EDO Qld legally represented three conservation groups in separate court cases to stop dangerous dumping of dredge spoil from the Abbot Point port expansion in Reef waters as well as on the internationally significant Caley Valley Wetlands.
These cases contributed to the historic new ban on dumping dredge spoil in the Great Barrier Reef World Heritage Area in 2015.
EDO Qld also voices community concerns to government and provides valuable legal input to documents including the Reef 2050 Plan and the WWF annual report to the UNESCO World Heritage Committee.
Caley Valley wetlands dumping case
North Queensland community group, the Alliance to Save Hinchinbrook, commenced court proceedings seeking judicial review of Environment Minister Greg Hunt’s rushed assessment of the decision to dredge and dump on the Great Barrier Reef coastline.
Although the case was listed for a Federal Court hearing on 16 and 17 March 2015, the the new Queensland Government officially withdrew its applications to Federal Environment Minister Hunt on 12 March 2015 and the case was not heard. This came after the Queensland Government officially announced its plan to not dump dredge spoil on the Caley Valley wetlands.
Great Barrier Reef Marine Park sea dumping case
EDO Qld represented North Queensland Conservation Council (NQCC) in their challenge to the decision of Minister Hunt (now responsible for the decision of his delegate at the Great Barrier Reef Marine Park Authority) to grant a permit for the dumping of up to 3 million cubic meters of dredge spoil in the Great Barrier Reef Marine Park and World Heritage Area on 31 January 2014 .
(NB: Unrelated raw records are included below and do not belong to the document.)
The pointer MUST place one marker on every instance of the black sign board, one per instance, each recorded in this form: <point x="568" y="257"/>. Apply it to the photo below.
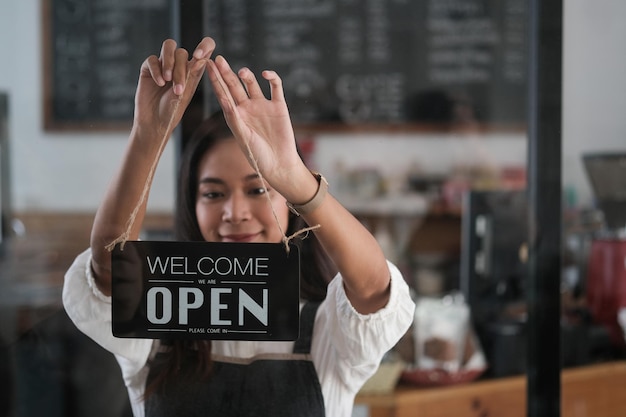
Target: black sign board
<point x="203" y="290"/>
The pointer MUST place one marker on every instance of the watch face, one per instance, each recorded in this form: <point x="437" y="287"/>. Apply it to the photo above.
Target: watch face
<point x="205" y="290"/>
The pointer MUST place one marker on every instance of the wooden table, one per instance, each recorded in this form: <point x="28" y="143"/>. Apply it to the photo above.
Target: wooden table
<point x="590" y="391"/>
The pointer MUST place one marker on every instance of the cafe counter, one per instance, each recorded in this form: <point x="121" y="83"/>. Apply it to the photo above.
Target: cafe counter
<point x="591" y="391"/>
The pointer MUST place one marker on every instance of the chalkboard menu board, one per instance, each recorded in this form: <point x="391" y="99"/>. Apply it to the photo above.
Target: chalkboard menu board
<point x="382" y="61"/>
<point x="93" y="50"/>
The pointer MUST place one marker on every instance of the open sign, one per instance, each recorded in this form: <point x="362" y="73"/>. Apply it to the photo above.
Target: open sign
<point x="204" y="290"/>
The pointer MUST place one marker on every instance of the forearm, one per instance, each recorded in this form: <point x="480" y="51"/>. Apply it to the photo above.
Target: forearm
<point x="120" y="203"/>
<point x="356" y="254"/>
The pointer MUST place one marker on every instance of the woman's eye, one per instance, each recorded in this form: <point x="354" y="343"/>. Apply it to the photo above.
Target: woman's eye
<point x="257" y="191"/>
<point x="211" y="194"/>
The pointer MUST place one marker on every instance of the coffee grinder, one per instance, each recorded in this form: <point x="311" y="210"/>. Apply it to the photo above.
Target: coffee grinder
<point x="606" y="272"/>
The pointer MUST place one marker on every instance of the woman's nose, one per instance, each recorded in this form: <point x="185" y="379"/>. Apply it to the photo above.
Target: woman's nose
<point x="236" y="208"/>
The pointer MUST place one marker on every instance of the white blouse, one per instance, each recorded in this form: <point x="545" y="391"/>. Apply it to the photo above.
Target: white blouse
<point x="346" y="350"/>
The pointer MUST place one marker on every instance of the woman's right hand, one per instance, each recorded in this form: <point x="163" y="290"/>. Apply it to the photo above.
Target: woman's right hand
<point x="166" y="85"/>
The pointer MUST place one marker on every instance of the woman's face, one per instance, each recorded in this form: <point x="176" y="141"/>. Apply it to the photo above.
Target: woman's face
<point x="231" y="205"/>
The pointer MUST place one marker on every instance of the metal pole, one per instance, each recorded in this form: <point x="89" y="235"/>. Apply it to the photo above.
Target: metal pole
<point x="544" y="191"/>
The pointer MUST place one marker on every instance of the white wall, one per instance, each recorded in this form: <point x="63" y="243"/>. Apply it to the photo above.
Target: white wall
<point x="69" y="172"/>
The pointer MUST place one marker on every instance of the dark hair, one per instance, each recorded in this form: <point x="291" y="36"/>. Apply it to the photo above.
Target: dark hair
<point x="316" y="268"/>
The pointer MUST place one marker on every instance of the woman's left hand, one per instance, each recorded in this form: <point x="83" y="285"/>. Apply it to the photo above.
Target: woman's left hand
<point x="262" y="126"/>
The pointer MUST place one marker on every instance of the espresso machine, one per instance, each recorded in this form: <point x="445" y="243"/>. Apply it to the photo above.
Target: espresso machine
<point x="606" y="265"/>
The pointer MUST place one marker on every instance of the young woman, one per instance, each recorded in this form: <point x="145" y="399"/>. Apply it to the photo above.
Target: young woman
<point x="355" y="305"/>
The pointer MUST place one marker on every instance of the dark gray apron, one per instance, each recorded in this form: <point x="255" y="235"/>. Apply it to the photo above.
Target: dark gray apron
<point x="277" y="386"/>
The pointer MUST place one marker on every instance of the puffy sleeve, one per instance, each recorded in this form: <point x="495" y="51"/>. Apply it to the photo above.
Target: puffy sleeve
<point x="358" y="341"/>
<point x="90" y="310"/>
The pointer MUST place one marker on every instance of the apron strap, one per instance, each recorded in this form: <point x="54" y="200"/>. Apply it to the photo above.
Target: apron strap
<point x="307" y="321"/>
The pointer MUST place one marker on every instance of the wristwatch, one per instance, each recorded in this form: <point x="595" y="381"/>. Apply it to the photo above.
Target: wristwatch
<point x="312" y="204"/>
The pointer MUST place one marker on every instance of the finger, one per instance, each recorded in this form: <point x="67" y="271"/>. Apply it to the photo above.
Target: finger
<point x="195" y="71"/>
<point x="220" y="88"/>
<point x="152" y="67"/>
<point x="251" y="84"/>
<point x="231" y="80"/>
<point x="204" y="49"/>
<point x="276" y="85"/>
<point x="167" y="58"/>
<point x="179" y="79"/>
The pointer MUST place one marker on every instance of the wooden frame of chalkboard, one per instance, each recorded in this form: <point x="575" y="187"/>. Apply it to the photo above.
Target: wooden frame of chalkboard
<point x="92" y="52"/>
<point x="420" y="64"/>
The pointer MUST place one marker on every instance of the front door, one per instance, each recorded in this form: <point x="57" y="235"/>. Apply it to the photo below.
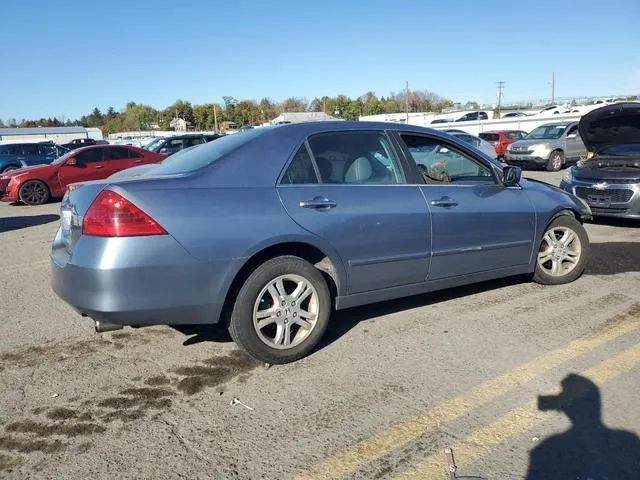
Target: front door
<point x="90" y="165"/>
<point x="574" y="145"/>
<point x="477" y="224"/>
<point x="362" y="206"/>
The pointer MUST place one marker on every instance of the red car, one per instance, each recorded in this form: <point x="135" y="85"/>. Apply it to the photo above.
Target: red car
<point x="36" y="185"/>
<point x="501" y="139"/>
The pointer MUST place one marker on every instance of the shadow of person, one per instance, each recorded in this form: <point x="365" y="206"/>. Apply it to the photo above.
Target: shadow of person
<point x="588" y="450"/>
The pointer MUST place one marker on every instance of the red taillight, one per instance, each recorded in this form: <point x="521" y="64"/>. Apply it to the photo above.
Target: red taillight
<point x="112" y="215"/>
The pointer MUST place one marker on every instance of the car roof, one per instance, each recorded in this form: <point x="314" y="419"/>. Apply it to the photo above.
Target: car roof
<point x="567" y="124"/>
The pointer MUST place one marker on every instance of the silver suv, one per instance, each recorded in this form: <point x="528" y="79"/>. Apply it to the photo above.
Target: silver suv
<point x="551" y="146"/>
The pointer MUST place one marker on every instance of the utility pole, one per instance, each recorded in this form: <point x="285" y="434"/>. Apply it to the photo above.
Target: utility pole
<point x="500" y="90"/>
<point x="406" y="102"/>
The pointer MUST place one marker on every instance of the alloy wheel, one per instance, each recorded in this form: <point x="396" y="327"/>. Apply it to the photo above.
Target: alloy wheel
<point x="34" y="193"/>
<point x="286" y="311"/>
<point x="560" y="251"/>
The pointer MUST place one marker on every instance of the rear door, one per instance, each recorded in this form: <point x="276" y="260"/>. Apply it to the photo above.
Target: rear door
<point x="477" y="224"/>
<point x="350" y="189"/>
<point x="90" y="165"/>
<point x="574" y="145"/>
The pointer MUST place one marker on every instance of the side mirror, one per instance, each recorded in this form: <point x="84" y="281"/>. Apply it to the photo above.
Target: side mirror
<point x="511" y="175"/>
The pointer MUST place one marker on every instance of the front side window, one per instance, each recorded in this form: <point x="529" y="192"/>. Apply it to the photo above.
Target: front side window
<point x="300" y="170"/>
<point x="48" y="150"/>
<point x="547" y="132"/>
<point x="90" y="156"/>
<point x="116" y="153"/>
<point x="441" y="163"/>
<point x="357" y="158"/>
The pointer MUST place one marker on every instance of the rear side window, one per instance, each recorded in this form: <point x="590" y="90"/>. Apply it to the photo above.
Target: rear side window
<point x="489" y="137"/>
<point x="90" y="156"/>
<point x="208" y="153"/>
<point x="300" y="170"/>
<point x="360" y="158"/>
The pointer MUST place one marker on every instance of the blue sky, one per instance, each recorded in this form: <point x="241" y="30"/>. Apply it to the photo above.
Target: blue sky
<point x="64" y="58"/>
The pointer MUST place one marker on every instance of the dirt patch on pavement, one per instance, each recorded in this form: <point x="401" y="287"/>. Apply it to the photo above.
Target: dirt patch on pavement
<point x="63" y="429"/>
<point x="217" y="370"/>
<point x="7" y="462"/>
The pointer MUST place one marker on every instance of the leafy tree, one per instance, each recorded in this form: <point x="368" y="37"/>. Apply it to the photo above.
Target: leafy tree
<point x="293" y="104"/>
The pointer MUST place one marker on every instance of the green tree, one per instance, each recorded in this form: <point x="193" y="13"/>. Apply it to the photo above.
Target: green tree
<point x="293" y="104"/>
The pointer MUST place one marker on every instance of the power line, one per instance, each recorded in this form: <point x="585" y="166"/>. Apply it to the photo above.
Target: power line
<point x="500" y="92"/>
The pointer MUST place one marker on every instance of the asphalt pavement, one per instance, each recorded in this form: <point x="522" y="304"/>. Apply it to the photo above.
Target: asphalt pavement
<point x="391" y="387"/>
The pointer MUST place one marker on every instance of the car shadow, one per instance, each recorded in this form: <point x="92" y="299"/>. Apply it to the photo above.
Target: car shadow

On 26 June 2015 the AAT ordered the cancellation of the permit with the consent of the parties. This was because on 2 June 2015 regulation 88RA of the Great Barrier Reef Marine Park Regulations 1983 commenced, which bans the dumping of capital dredge spoil in the Great Barrier Reef Marine Park. This made the sea dumping permit redundant and so the case was finalised.
Abbot Point dredging case
EDO Qld acted for Mackay Conservation Group (MCG) in their challenge to Environment Minister Hunt’s approval of the North Queensland Bulk Ports Corporation (NQBP) application to undertake a program of dredging and dumping near Abbot Point to facilitate development of three new proposed port terminals: Terminal 0, Terminal 2 and Terminal 3.
In June 2015, changes to the Great Barrier Reef Marine Park Regulations commenced to ban capital dredge spoil dumping in the Great Barrier Reef Marine Park, which meant that NQBP was unlikely to act on the approval. As a result, in November 2015 the case was dismissed with the consent of the parties.